Die Europäische Union soll für Frieden und Freiheit stehen - und für Gemeinschaft. Gemeinsame Ziele und Werte wie Solidarität, Sicherheit oder Rechtsstaatlichkeit halten sie zusammen, die Förderung des wissenschaftlichen und technologischen Fortschritts sowie die Stärkung des wirtschaftlichen, sozialen und territorialen Zusammenhalts stehen als Aufgaben der Europäischen Union im Lissaboner Vertrag. Doch in vielen Mitgliedsstaaten stehen einzelne Interessen im Vordergrund. So weigern sich einige Mitglieder bei der Umverteilung der Flüchtlinge in alle EU-Länder die Quotenregelung zu akzeptieren.

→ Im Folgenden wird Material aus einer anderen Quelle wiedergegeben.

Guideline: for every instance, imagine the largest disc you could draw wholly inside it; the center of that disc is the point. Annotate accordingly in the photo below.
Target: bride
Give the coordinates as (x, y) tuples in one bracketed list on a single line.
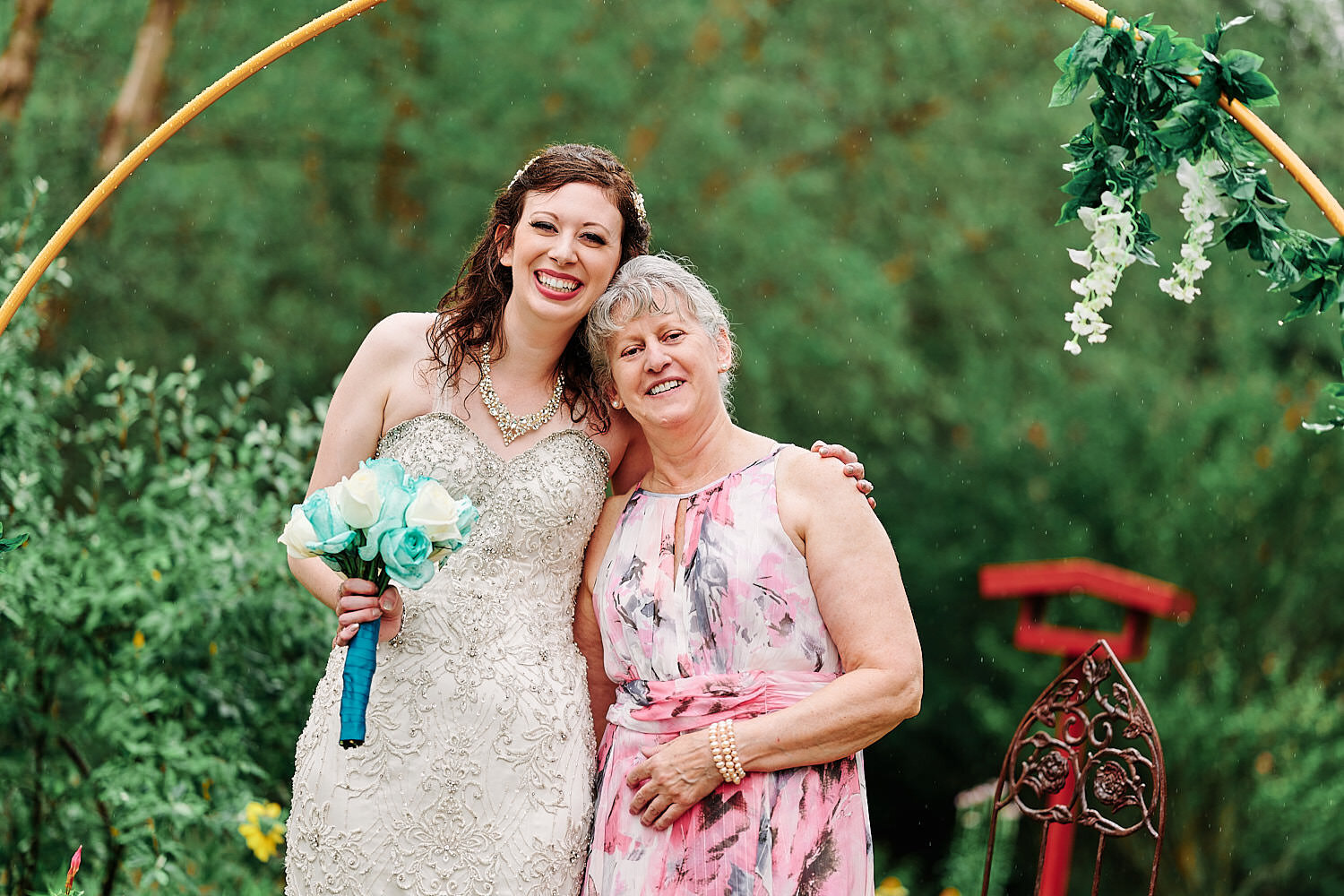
[(476, 770)]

Stattdessen werden große Zaunbarrieren errichtet, um sich abzuschotten: Die Europäische Union – von Stacheldraht umschlossen.

Dabei hat die EU mal ganz anders angefangen. Den Nationalismus wollten die Gründerväter um Konrad Adenauer, Robert Schuman, Jean Monnet oder Winston Churchill überwinden, sie träumten vom „Vereinigten Europa“: Ziel war es, nach der Hitler-Diktatur und dem Ende des zweiten Weltkrieges den Nationalismus und die Kriegstreiberei in Europa endgültig auszumerzen. 1951 entstand deshalb auch der Vertrag zur Gründung der Europäischen Gemeinschaft für Kohle und Stahl. Besonders für Deutschland bot sich ein Neuanfang. Das sagt auch der ehemalige Bundesaußenminister Joschka Fischer: "Deutsche Politik ist immer europäische Politik gewesen", so Fischer.

Wer an Europa verzweifelt, der sollte die Soldatenfriedhöfe in Europa besuchen.